For that reason alone, you could argue that Solich's results should be thrown out in any comparison with the coaches that followed. But for the sake of debate, I'll keep playing along with your carefully framed "analysis" of the bridged Solichini (Polich?) tenure. Rather than look at total wins, however, which is bullshit when not every team plays the same number of games, I'm going to look at winning percentage as a more objective metric. Fair enough? Shall we see what the results look like?
Solich (w/ Osborne recruits)
1998-2001
42-9
82.4% (4th)
Wow, this guy is good!
Solich (w/o Osborne recruits)
2002-2003
17-10
63.0% (t-37th)
Wow, this guy sucks!
Solich (all years)
1998-2003
59-18
75.6% (12th)
This guy is... not that bad I guess.
Pelini (all years)
2008-2014
66-28
70.2% (16th)
This guy is a total dick, but also not terrible.
I used
this database to compile the above. Far cry from 5th most wins, which of course sounds better, but still not bad overall when you include the Osborne recruiting assist. I'm not going to spend the time to compile the aggregate results of all D-1 teams across two separate time spans, but I think we can safely assume that we'd fall somewhere in the 10th-15th range when you include Solich's first four years. Without, not so good, but despite Bo's many flaws, we'll at least give him credit for winning a respectable percentage of his total games. Certainly looks much better from 30,000 feet than it did on the ground.
Of course, it still ignores things like strength of schedule, a pattern of blowout losses to ranked (and even nonranked) teams and those pesky conference titles that have eluded us since 1999. It's also reminiscent of the fans that were simply happy to win 9 games under Bo while ignoring that we now play more games than we did under Osborne and we were often embarrassingly non-competitive when it mattered most. You could also argue that any competent coach backed by Nebraska's resources and tradition should be able to replicate those results while limiting blowouts and occasionally competing for conference championships, but I digress.
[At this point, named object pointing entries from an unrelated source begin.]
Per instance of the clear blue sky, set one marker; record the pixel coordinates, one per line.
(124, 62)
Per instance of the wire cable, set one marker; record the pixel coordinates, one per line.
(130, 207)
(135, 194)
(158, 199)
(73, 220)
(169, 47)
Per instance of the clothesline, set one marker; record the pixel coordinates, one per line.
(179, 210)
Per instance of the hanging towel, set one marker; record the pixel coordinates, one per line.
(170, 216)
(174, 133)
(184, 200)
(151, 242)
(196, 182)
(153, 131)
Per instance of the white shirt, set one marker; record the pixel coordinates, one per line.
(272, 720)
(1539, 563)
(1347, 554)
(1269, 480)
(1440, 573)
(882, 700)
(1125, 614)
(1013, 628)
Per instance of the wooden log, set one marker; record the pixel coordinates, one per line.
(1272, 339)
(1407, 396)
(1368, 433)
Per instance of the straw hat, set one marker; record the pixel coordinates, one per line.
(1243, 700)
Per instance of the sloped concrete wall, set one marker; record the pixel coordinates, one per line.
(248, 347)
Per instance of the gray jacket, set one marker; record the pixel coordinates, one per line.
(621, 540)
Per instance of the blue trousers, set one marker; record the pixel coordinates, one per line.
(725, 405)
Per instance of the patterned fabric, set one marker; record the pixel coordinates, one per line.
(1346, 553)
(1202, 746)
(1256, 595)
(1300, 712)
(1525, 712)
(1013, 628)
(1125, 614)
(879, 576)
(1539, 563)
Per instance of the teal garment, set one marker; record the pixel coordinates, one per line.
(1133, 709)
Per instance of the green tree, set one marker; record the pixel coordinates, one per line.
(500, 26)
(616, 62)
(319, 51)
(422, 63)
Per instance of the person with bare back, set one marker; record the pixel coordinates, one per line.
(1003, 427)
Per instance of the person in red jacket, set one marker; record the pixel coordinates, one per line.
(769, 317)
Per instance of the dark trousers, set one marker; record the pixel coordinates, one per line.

Anyway, carry on with your campaign to prop up a heavily-assisted Solich and a seriously flawed Bo who was able to rack up a decent number/percentage of meaningless wins against average opponents. I don't think anyone disagrees that Solich and Bo were better than Callahan and Riley. I just think debates like these make people sad because it's been forever since NU has won anything meaningful and this feels like a sad attempt to polish a turd. It's an exercise akin to rearranging deck chairs on the Titanic, but knock yourself out, Tom(s wife).